John D'Errico on 26 Jan 2021
Edited: John D'Errico on 26 Jan 2021
(Good points made by Bruno. This answer tries to dive a little more deeply than Bruno spent the time to do, but I really don't care if you just accept Bruno's answer, as it really did answer the heart of the question.)
To get a better answer as to how much time QR really takes requires much deeper investigation. And sometimes, there are incredibly strange interactions between various parts of your particular computer. There are several important things you need to do.
1. Look at a larger set of array sizes
2. Do not put the randn time into your time computation
3. Use timeit, as a far better measure of the time taken than tic/toc
4. Finally, plot AND model the results
I would do something like
N = [100:50:1000, 1100:100:2000, 2250:250:4000, 4500, 5000];
T = zeros(size(N));
for i = 1:numel(N)
A = randn(N(i));
T(i) = timeit(@() qr(A))
end
Now we would expect the resulting times to roughly follow a power model, of the form
T(N) = a + N^b
where b may be on the order of 3.
loglog(N',T','o') Note that if this is a perfect relationship, we would expect to see a straight line on that plot.

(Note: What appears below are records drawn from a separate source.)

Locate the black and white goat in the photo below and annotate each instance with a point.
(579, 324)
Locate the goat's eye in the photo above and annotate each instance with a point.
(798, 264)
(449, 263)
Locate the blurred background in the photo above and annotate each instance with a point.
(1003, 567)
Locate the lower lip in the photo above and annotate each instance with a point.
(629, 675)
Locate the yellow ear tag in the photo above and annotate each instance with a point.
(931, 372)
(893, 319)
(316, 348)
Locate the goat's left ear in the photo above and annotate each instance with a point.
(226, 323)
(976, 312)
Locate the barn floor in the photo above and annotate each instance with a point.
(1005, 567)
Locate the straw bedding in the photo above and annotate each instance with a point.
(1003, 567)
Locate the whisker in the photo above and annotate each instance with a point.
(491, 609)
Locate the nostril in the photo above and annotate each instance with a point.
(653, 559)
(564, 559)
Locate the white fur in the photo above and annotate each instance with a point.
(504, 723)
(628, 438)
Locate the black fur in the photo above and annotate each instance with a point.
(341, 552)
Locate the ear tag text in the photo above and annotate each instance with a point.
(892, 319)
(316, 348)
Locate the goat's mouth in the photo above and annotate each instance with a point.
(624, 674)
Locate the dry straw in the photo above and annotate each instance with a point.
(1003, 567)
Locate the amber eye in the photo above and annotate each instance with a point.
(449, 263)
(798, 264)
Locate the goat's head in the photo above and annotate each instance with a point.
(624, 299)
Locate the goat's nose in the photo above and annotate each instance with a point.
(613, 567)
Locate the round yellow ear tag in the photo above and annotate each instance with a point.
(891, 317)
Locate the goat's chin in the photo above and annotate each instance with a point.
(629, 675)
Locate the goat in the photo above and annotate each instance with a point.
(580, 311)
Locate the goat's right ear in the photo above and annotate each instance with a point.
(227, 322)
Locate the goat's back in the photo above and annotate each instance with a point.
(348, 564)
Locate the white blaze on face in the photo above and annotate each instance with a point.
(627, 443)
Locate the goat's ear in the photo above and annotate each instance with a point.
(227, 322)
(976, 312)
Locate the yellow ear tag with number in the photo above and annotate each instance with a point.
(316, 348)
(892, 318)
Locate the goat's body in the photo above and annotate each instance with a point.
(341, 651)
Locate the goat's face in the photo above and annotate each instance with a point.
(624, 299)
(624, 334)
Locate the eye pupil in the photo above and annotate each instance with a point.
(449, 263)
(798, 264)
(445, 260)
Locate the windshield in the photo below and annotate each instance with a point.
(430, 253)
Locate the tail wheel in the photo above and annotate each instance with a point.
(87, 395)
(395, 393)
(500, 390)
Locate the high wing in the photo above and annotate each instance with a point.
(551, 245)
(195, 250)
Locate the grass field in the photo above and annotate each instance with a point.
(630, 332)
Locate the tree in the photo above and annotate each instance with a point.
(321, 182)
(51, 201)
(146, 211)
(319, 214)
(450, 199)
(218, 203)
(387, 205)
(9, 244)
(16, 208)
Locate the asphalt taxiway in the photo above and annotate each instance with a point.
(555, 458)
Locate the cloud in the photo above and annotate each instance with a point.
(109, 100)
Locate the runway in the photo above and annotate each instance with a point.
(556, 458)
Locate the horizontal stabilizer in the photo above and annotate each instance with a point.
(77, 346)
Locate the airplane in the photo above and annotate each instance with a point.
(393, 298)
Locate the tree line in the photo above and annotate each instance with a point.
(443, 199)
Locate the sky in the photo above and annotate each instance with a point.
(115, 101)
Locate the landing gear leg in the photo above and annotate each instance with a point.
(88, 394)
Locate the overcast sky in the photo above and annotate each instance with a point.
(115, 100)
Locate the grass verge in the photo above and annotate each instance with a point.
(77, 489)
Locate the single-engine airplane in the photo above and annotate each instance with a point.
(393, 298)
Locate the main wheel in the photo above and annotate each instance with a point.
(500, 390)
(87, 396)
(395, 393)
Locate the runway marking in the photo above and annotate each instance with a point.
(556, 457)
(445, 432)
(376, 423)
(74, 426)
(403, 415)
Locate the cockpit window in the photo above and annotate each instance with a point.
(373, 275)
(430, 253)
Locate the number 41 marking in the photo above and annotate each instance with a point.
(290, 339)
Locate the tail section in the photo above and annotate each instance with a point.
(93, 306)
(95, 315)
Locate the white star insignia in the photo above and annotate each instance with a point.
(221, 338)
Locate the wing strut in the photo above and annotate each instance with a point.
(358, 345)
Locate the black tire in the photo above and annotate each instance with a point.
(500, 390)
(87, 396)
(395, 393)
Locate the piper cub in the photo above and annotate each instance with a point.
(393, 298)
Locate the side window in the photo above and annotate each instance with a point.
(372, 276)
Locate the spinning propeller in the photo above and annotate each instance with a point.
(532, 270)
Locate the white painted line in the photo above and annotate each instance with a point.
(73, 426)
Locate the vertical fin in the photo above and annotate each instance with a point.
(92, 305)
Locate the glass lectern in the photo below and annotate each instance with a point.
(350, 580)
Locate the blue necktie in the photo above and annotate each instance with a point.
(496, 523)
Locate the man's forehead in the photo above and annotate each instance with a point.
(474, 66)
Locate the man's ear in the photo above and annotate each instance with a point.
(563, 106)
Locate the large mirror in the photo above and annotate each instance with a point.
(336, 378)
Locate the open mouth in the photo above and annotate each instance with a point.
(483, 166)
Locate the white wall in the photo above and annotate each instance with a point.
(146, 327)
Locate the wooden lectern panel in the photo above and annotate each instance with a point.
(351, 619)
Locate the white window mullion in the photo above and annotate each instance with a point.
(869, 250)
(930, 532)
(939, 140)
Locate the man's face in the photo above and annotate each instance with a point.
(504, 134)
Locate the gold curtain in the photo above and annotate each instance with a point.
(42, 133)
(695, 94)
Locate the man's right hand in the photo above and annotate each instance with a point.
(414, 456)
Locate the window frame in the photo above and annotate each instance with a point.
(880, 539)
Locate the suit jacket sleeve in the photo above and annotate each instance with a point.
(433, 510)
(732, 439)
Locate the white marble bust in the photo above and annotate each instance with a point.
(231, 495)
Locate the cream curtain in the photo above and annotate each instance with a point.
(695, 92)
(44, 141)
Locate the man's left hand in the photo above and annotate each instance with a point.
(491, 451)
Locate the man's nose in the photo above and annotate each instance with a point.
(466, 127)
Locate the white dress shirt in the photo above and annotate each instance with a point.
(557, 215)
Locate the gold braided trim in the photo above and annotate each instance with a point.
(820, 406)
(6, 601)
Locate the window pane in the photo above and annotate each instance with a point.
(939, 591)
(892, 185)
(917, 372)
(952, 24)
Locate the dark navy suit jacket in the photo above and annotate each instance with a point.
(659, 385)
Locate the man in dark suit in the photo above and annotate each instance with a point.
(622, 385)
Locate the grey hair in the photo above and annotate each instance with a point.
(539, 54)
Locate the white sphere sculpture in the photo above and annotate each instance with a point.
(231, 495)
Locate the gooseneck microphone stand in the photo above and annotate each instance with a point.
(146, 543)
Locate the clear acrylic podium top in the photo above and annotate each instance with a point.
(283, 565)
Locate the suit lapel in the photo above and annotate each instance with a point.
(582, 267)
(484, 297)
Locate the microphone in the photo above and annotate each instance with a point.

But what happens is for smaller matrix sizes, you have other factors in there. A huge part of it is just function call overhead, thus startup costs, error checking, etc. Those startup costs often take a virtually constant time. But that confuses things.
polyfit(log(N),log(T),1)
ans =
2.4965 -21.774
This suggests, using ALL of those times, that a reasonable model might have the QR time as O(N^2.5), at least based on my data. However, if we look only at the last 4 points from that curve, because there was a jog in the curve just below that...
k = 36:39;
fit(log(N(k))',log(T(k))','poly1')
ans =
Linear model Poly1:
ans(x) = p1*x + p2
Coefficients (with 95% confidence bounds):
p1 = 3.203 (2.823, 3.583)
p2 = -27.55 (-30.73, -24.37)
We see a time behavior as possibly closer to O(N^3.2). Since that uses only 4 data points, it might be a little suspect. And the exponent bounds clearly contain your hoped for value of 3.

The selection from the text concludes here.